Spam dan hoax yang ada di dunia digital dengan mudahnya merengsek masuk dalam setiap ranah kehidupan kita. Dan sayangnya, kita juga belum memiliki filtrasi yang benar-benar mantap untuk menangkal semua itu.
Kita mudah tertipu dan terperdaya oleh berbagai noise yang ada di dunia digital.
Justru penipuan-penipuan yang disebarkan lewat dunia digital sebenarnya menyasar kita semua yang belum melek literasi digital.
Kita juga tidak harus memomisikan diri sebagai manusia preliterer yang menyandarkan fokus kita pada slogan "viralisasi". Semuanya dibolehkan dan diizinkan sejauh itu viral.
Akhirnya hal itu menyebabkan kita mudah ditipu, kita mudah kehilangan empati dan simpati kepada sesama.
Bayangkan saja, bagaimana ketika menghadapi tetangga kita yang sedang mengalami musibah bukannya kita tergerak untuk memberi pertolongan tapi lebih memilih untuk mengambil video dan mem-viral-kan.
Keterkejutan dan kegagapan kita terhadap teknologi digital ditangkap dengan sempurna oleh para penipu online.
Hal ini diperparah oleh lemahnya keamanan cyber kita.

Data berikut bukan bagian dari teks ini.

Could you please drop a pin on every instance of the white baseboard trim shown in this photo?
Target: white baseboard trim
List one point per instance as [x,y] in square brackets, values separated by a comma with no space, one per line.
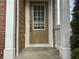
[39,45]
[65,53]
[9,53]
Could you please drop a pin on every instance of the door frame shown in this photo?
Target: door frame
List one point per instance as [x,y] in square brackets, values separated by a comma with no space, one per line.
[50,25]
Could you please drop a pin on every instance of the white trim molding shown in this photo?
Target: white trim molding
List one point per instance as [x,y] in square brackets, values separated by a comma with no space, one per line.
[9,51]
[50,26]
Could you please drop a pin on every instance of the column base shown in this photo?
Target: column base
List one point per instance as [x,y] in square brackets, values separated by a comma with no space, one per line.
[9,53]
[65,53]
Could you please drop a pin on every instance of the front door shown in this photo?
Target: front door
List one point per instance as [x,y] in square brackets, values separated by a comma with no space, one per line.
[38,23]
[39,28]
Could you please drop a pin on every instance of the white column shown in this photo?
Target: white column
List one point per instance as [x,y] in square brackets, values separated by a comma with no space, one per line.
[50,21]
[65,29]
[9,51]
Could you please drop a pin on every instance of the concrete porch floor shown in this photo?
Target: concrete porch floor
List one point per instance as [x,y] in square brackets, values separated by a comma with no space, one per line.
[39,53]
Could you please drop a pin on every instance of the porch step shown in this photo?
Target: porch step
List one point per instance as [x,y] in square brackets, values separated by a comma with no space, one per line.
[39,53]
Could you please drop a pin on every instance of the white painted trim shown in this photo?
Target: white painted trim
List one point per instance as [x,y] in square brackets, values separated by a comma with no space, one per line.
[27,23]
[17,38]
[50,18]
[9,51]
[50,24]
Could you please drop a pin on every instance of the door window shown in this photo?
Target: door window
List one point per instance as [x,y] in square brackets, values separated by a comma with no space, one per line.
[38,17]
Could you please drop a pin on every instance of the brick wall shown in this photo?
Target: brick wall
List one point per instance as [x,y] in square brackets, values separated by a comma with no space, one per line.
[2,25]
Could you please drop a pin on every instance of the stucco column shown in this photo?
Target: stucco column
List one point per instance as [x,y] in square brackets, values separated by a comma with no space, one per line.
[9,51]
[65,29]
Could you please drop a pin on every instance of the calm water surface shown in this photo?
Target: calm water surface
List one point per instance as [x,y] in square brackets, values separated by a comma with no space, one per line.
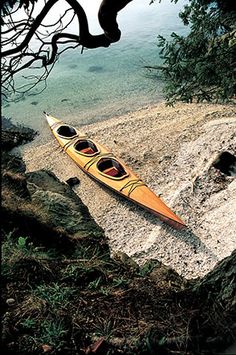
[105,82]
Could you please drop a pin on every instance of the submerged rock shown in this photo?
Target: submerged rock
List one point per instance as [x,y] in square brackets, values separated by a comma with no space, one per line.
[12,135]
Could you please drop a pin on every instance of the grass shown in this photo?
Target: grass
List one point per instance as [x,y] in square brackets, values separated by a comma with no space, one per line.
[66,303]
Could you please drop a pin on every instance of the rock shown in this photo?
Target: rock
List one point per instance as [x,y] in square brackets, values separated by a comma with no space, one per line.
[10,301]
[12,135]
[73,181]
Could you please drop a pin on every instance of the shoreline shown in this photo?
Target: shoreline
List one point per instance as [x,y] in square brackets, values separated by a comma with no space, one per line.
[170,148]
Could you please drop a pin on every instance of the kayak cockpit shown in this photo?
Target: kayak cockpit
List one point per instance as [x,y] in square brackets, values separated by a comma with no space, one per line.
[111,168]
[86,147]
[66,131]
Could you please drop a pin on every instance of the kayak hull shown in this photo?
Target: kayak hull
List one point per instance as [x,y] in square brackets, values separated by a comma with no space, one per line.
[95,158]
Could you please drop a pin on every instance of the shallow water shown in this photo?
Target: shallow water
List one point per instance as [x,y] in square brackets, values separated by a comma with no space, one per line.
[105,82]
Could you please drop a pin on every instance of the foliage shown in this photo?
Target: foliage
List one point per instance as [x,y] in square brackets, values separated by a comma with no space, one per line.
[201,66]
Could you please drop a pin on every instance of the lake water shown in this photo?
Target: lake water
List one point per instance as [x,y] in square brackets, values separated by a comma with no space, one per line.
[105,82]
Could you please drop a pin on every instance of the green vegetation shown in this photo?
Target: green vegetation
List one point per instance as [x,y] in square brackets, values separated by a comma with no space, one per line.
[201,66]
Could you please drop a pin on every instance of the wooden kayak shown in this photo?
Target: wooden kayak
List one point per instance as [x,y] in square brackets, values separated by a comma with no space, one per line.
[98,162]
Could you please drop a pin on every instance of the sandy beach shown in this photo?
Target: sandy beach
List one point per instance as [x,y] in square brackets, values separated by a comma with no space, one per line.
[171,149]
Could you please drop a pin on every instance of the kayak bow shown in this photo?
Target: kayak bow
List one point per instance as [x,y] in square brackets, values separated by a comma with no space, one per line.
[98,162]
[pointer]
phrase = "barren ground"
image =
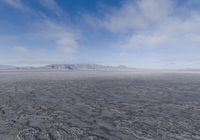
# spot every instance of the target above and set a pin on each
(99, 106)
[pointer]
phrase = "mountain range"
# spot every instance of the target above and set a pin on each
(67, 67)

Karena itu kita gampang kehilangan privatisasi karena mudahnya data-data pribadi yang menjadi privasi sesesorang dibobol oleh orang-orang yang tidak bertanggung jawab. Lalu mereka menggunakannya untuk melancarkan penipuan-penipuan.
Apabila dahulu penipuan-penipuan bisa terjadi door to door, saat ini penipuan-penipuan tersebut semakin canggih dalam dunia digital.
Peneliti Center for Indonesian Policy Studies (CIPS), Nadia Fairuza mengatakan bahwa penggunaan internet yang sangat tinggi di dalam masyarakat Indonesia tidak diimbangi oleh kemampuan literasi digital yang bagus.
Mengapa masyarakat kita dikatakan masih kurang mampu dalam literasi karena survei tiga tahunan dari Programme for International Students Assessment (PISA) selalu menempatkan Indonesia di peringkat paling bawah dunia.